To conclude, our findings provide a clear example of the audio-visual nature of speech processing, and they emphasize the perceptual and meta-cognitive limitations that result from occluding the face of our conversational partner. From the methodological point of view, our study represents a successful attempt to investigate audio-visual communication using an on-line task and simulating an ordinary listening context, such as the video call with a limited number of talkers. Clearly, when conducting hearing research online, a number of criteria need to be relaxed.

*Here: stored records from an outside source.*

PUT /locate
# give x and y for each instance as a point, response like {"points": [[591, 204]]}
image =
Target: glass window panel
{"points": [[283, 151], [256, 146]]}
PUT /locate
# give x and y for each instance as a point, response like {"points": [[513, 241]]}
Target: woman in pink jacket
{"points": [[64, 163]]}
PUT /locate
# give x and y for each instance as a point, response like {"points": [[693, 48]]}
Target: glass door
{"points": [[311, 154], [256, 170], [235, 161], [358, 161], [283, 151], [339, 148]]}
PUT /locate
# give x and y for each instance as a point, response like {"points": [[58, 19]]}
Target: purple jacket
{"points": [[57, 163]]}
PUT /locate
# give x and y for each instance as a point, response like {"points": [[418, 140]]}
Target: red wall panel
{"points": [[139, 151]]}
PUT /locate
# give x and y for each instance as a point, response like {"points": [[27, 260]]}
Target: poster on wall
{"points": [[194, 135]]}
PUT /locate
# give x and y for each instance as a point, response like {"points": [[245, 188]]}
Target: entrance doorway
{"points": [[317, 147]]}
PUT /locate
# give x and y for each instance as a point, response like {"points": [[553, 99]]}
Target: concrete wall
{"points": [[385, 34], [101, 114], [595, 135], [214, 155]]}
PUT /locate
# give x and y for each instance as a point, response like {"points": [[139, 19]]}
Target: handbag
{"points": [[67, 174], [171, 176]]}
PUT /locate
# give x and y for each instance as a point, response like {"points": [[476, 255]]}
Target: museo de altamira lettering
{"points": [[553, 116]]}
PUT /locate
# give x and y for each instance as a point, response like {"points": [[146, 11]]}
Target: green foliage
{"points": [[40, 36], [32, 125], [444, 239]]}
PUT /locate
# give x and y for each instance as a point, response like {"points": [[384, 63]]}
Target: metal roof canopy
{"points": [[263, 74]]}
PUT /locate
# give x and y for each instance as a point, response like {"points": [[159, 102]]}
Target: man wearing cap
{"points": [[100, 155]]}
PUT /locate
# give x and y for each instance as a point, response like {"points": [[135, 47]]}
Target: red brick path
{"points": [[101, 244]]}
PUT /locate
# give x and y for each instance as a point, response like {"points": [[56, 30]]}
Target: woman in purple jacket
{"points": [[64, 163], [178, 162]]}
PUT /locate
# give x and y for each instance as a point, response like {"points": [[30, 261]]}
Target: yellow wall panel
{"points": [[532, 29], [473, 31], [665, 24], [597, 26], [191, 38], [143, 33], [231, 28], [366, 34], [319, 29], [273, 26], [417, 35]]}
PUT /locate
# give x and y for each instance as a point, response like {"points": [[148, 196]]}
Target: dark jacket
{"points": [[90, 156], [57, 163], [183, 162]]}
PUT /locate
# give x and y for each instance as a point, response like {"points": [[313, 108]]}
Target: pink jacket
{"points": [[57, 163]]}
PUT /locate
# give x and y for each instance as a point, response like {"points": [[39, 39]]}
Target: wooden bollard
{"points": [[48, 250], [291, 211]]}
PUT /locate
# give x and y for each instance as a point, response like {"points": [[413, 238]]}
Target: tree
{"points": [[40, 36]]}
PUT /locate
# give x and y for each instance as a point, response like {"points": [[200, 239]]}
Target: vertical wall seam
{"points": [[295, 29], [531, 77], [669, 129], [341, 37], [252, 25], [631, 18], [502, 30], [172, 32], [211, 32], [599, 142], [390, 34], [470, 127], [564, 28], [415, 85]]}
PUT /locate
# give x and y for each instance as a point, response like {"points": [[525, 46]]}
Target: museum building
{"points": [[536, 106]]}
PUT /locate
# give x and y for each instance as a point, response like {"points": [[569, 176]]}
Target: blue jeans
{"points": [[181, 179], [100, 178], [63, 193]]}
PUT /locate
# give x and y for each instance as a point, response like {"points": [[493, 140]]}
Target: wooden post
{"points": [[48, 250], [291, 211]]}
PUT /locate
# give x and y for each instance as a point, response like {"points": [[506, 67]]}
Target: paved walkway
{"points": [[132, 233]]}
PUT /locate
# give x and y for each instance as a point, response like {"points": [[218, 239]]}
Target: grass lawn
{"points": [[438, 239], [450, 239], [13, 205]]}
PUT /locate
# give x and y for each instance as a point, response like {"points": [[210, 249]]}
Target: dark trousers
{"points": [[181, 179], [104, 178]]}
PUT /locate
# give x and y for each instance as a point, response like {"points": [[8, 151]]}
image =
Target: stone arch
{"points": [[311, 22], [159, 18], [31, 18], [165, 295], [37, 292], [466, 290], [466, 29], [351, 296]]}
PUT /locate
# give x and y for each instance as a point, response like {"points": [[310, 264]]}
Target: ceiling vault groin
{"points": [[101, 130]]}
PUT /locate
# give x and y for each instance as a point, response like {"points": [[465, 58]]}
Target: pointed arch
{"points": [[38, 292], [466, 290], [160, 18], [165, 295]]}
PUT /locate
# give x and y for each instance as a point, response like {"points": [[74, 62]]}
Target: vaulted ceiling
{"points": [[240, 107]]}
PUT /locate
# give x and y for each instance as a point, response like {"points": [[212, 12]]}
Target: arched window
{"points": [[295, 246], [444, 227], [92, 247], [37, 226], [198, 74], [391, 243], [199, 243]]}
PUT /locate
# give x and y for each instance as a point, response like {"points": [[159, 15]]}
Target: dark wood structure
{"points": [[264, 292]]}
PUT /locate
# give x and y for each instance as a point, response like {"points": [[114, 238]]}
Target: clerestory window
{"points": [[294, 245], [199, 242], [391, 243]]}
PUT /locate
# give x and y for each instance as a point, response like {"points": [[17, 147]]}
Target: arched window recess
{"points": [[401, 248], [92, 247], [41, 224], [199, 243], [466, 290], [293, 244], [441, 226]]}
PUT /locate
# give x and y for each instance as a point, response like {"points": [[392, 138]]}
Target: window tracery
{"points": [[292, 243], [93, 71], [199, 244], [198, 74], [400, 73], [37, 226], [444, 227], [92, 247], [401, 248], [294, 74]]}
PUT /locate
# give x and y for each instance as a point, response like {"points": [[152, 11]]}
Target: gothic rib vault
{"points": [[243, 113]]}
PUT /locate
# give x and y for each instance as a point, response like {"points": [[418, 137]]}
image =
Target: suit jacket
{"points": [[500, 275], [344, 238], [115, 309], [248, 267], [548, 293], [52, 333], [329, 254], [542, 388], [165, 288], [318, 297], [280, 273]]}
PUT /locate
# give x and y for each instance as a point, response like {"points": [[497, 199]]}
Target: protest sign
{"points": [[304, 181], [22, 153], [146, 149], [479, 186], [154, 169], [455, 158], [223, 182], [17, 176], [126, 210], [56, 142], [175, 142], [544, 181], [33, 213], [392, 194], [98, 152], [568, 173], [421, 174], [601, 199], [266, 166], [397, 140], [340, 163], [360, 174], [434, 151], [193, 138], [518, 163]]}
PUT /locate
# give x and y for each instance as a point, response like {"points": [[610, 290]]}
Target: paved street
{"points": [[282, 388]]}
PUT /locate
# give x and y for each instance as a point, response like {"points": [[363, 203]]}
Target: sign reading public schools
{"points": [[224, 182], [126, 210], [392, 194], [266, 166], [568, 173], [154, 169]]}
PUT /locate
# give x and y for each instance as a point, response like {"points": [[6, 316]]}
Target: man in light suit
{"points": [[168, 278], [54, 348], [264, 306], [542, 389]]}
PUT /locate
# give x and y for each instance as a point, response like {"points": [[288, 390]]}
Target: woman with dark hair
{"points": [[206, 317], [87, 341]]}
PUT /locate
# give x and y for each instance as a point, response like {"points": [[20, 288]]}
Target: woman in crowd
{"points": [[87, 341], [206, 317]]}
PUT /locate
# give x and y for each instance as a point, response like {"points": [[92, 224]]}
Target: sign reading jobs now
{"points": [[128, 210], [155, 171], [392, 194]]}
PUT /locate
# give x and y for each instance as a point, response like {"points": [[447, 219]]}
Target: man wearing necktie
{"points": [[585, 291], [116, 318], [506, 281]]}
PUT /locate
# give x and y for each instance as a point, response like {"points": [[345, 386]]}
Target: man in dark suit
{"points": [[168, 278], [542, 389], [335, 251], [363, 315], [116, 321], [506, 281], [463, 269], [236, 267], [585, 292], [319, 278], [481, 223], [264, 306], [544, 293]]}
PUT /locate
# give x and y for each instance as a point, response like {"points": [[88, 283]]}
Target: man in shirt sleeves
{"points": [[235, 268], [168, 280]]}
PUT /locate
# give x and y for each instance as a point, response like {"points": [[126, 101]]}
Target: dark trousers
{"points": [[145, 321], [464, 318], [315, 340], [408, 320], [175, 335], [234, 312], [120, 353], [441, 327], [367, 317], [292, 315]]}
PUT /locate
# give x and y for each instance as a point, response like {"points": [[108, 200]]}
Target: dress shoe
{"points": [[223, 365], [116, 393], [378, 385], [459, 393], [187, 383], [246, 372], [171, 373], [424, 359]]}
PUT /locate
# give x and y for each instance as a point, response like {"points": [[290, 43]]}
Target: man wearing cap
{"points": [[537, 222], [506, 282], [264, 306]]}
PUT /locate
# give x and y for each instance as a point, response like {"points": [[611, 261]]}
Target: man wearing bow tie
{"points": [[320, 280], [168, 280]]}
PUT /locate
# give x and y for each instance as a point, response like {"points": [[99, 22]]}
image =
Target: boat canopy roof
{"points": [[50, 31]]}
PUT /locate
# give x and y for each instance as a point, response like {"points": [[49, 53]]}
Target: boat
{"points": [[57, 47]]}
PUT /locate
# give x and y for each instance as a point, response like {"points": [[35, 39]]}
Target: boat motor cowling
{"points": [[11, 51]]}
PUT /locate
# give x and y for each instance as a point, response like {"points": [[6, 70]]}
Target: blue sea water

It would be important to replicate and extend these observations running similar experimental protocols in a more controlled laboratory context in which individual hearing thresholds are also measured (unlike here). Moreover, it would also be important to increase the number of trials per participant (that said, our linear mixed-effect model approach to the analysis implies that we worked on a dataset of 1728 measures overall). Future experiments should also consider using audio tracks recorded both with and without masks, in order to objectively estimate the actual transmission loss produced by the masks and directly compare the effects of those distortions on speech comprehension. It is clear that such a comparison should necessarily exploit professional audio tools and accurate measures, only obtainable in a laboratory context. Nonetheless, our results agree with a vast literature on the multisensory contributions to speech perception and already provide support to recent petitions that pressured the main video conferencing platforms to offer real-time speech-to-text captioning (Chodosh et al., 2020). Most importantly, our findings indicate that audio-visual communication should be pursued even in the case of the health constraints imposed by a world pandemic. This is necessary for everyone, but especially for those individuals for whom face masks could become a severe obstacle to social inclusion.